Depuis des décennies, ces chevaux sauvages constituent l'une des principales sources de dommages écologiques dans les hautes terres de Kosciuszko. Ce n'est pas seulement qu'ils mangent beaucoup. Un cheval adulte peut ingérer chaque jour environ deux pour cent de son poids, soit environ huit kilos d'herbes et d'herbes alpines à croissance très lente, tandis que le kangourou gris de l'Est, herbivore indigène de référence dans la région, en consomme environ six cents grammes par jour. L'empreinte de chaque cheval est multipliée.
Le vrai problème réside dans leurs sabots. Des études indiquent que les chevaux peuvent parcourir jusqu'à cinquante kilomètres par jour et que leur passage brise les couches de mousse et compacte les sols tourbeux profonds qui fonctionnent comme des éponges d'eau. Lorsque ces sols se dégradent, les prairies s’assèchent, les tourbières perdent leur capacité à stocker la fonte des neiges et les berges des cours d’eau s’effondrent. Le résultat est des voies navigables plus troubles et moins fiables.
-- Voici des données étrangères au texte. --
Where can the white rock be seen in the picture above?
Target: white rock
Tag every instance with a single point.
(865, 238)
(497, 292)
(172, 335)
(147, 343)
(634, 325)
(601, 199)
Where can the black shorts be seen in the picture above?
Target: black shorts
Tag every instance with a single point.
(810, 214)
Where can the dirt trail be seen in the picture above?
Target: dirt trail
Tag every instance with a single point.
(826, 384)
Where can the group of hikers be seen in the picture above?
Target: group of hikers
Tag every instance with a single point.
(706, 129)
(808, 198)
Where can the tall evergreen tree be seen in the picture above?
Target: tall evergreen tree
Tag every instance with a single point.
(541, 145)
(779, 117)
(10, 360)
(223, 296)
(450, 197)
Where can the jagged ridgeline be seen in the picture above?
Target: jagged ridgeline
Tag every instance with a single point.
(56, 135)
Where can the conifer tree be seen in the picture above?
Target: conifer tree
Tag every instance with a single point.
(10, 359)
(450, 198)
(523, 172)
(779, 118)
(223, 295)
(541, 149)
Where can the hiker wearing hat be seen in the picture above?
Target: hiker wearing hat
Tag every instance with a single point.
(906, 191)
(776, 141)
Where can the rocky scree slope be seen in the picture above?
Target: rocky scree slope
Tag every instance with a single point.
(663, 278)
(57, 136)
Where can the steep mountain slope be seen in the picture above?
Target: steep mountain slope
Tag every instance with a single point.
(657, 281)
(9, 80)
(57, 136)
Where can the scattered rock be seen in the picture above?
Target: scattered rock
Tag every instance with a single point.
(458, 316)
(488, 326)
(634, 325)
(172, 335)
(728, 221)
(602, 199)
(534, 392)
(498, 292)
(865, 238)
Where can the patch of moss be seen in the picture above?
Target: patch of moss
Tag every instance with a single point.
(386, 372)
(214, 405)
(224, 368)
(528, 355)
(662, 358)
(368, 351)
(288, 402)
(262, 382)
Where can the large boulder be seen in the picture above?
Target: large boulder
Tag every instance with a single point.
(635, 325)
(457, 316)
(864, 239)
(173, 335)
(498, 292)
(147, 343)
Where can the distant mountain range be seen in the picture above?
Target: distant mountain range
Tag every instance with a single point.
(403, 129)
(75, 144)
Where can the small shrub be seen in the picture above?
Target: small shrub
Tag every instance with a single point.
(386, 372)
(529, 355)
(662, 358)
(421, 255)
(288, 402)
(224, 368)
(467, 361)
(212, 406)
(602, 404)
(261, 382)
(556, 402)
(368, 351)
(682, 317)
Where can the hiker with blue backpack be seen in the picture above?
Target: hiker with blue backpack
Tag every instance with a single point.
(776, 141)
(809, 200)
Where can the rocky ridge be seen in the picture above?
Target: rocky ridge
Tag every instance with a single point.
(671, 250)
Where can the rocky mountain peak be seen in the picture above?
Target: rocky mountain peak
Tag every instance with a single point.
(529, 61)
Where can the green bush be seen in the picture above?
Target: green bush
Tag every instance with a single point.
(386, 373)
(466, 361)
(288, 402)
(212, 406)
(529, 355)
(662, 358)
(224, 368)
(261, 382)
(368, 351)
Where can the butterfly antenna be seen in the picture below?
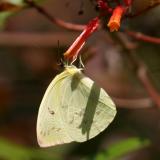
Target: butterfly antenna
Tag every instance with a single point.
(81, 65)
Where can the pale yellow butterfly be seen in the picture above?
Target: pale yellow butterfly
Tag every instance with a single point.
(73, 108)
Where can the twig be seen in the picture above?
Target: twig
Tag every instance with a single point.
(141, 72)
(57, 21)
(143, 37)
(144, 10)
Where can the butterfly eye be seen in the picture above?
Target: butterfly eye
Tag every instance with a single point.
(114, 22)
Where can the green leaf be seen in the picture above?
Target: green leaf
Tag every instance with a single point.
(11, 151)
(122, 148)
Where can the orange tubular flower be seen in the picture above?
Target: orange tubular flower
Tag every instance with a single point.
(114, 22)
(73, 51)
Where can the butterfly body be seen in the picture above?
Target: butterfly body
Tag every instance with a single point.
(73, 108)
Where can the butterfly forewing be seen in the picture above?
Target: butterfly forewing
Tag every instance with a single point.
(73, 108)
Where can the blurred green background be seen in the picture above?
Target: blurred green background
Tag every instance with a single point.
(29, 61)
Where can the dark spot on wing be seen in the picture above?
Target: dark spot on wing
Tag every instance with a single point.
(51, 111)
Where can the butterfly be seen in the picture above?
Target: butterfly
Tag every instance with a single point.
(73, 108)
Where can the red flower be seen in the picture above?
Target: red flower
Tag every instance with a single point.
(114, 22)
(73, 51)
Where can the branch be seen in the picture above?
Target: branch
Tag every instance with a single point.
(144, 10)
(143, 37)
(57, 21)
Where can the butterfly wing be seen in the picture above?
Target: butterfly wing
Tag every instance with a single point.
(90, 109)
(74, 108)
(50, 124)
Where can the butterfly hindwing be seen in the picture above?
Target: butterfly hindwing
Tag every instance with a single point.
(73, 108)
Cette dégradation est perceptible tout au long de la chaîne écologique. Les espèces de haute montagne telles que les scinques alpins, les rats à dents larges, les grenouilles corroboree et les opossums pygmées des montagnes dépendent d'une végétation dense, de lits de mousse intacts et de ruisseaux clairs et sans sédiments. En outre, l'eau qui coule des Alpes australiennes alimente près d'un tiers des eaux de surface atteignant le bassin Murray Darling, essentiel pour des millions de personnes et de fermes en aval.
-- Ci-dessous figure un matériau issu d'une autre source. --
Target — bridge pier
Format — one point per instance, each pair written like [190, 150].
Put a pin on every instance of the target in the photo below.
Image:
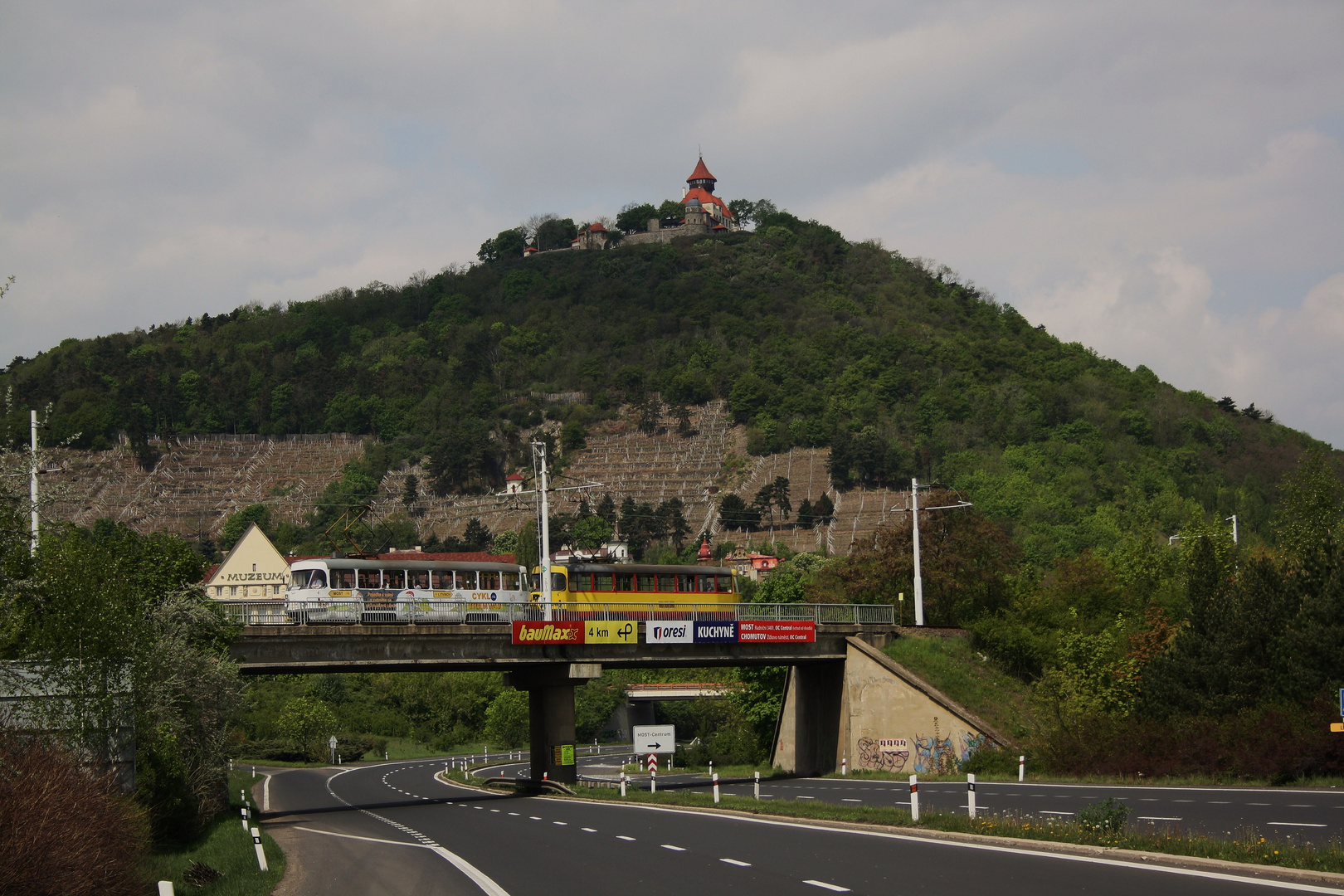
[550, 692]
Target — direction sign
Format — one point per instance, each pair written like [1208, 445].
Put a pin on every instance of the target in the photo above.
[655, 739]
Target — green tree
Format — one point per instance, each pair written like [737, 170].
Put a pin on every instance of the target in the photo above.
[507, 245]
[592, 533]
[308, 722]
[1312, 508]
[557, 232]
[636, 217]
[476, 536]
[507, 720]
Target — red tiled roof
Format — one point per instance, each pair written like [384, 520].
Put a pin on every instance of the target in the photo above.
[700, 173]
[706, 199]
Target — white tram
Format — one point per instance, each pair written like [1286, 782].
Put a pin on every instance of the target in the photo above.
[373, 590]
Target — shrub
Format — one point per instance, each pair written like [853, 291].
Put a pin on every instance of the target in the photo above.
[63, 829]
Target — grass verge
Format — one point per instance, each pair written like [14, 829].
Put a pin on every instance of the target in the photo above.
[1246, 846]
[226, 850]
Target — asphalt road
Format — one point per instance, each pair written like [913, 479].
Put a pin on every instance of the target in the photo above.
[1311, 815]
[394, 829]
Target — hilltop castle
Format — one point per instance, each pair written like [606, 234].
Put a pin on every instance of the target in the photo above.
[704, 214]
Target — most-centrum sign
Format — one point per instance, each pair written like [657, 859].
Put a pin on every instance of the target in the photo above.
[654, 739]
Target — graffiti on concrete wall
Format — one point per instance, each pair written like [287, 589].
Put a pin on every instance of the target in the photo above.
[884, 754]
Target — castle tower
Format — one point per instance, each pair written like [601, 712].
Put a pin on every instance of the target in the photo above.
[700, 178]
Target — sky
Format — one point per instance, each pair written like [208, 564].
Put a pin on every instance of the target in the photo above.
[1160, 182]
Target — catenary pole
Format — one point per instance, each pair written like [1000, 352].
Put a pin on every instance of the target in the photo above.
[32, 484]
[914, 499]
[546, 535]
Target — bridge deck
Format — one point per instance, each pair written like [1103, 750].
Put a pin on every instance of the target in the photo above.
[368, 648]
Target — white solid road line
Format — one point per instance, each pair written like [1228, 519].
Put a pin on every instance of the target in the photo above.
[470, 871]
[370, 840]
[990, 848]
[1296, 824]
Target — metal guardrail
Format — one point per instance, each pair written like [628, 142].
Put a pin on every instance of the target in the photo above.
[353, 610]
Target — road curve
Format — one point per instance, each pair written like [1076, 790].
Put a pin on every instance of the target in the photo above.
[392, 828]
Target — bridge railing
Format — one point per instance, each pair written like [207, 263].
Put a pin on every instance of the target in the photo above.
[353, 610]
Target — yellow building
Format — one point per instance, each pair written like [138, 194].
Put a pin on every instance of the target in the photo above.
[254, 568]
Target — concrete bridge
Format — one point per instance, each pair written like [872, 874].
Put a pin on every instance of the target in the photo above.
[845, 694]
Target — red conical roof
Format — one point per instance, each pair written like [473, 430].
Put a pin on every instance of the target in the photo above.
[700, 173]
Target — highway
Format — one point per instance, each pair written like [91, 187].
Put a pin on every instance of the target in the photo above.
[1304, 815]
[394, 829]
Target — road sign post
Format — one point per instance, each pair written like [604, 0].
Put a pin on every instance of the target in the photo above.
[660, 739]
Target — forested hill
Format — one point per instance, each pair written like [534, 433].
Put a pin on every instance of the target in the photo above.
[815, 342]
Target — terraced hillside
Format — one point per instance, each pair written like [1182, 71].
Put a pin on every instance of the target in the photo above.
[199, 480]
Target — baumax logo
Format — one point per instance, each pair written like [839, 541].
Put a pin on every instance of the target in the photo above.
[548, 631]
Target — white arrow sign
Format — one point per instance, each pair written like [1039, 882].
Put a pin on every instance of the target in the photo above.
[655, 739]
Avec la forte réduction de la population équine, les pressions commencent à s’atténuer. Les écologistes qui travaillent dans le parc décrivent moins d'animaux sur leurs parcours et des petits îlots de végétation qui colonisent à nouveau les zones dégarnies les plus piétinées. Même sur les pentes érodées depuis des années, on peut observer un bord un peu moins abrupt. Il s’agit d’observations préliminaires, mais elles correspondent à ce qui se passe habituellement lors du contrôle d’une grande espèce envahissante dans un écosystème fragile.
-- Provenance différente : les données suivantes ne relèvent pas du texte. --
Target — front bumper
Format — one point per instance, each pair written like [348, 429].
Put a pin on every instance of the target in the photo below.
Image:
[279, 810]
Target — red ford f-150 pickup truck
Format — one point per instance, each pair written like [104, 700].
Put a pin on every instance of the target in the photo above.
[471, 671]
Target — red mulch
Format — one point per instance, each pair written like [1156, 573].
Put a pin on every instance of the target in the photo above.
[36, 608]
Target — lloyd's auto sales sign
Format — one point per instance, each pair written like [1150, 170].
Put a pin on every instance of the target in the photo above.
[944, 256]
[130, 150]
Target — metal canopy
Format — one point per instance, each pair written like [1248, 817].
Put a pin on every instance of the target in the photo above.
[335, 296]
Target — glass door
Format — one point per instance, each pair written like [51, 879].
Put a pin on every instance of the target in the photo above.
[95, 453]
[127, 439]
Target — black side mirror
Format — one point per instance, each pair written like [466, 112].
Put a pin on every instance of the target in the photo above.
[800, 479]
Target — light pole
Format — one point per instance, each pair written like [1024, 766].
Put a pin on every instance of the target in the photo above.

Ce n’est pas parce que le paysage commence à « respirer » que le problème est résolu. Les écosystèmes alpins se rétablissent lentement et les scientifiques se souviennent que des décennies de dégâts ne peuvent être réparées en quelques étés. Les saisons de croissance sont très courtes et il faut des années aux plantes pour coloniser à nouveau un sol. Sur certaines pentes du Kosciuszko, on peut encore voir les cicatrices des anciens pâturages du bétail, même si les vaches ont quitté le parc il y a plus de soixante ans. La reprise se mesurera en décennies.
Parallèlement au contrôle de la population, le cadre juridique a également changé. Fin 2025, le parlement de Nouvelle-Galles du Sud a abrogé la règle qui accordait à ces chevaux un statut spécial au sein du parc, afin qu'ils soient traités comme toute autre espèce envahissante. Le plan de gestion actuel fixe un minimum d'environ 3 000 animaux jusqu'en 2027 au moins, comme un compromis entre la protection écologique et la valeur culturelle qu'une partie de la communauté attribue aux chevaux.
Dans l'ensemble de l'Australie, on estime que près d'un demi-million de chevaux sauvages vivent des forêts tropicales aux prairies semi-arides. Ce qui se passe à Kosciuszko prouvera à quel point la réduction drastique de ses populations permet la récupération des zones humides, des berges des rivières et des espèces très menacées qui en dépendent. Pour de nombreux habitants de la région, les chevaux sont un symbole du paysage alpin ; Pour les écologistes, réduire leur nombre est le seul moyen de donner à ce parc une réelle chance de panser certaines de ses blessures.
L'article original sur lequel ces informations sont basées a été publié dans Une étude de la population de chevaux sauvages dans le parc national de Kosciuszko, Nouvelle-Galles du Sud.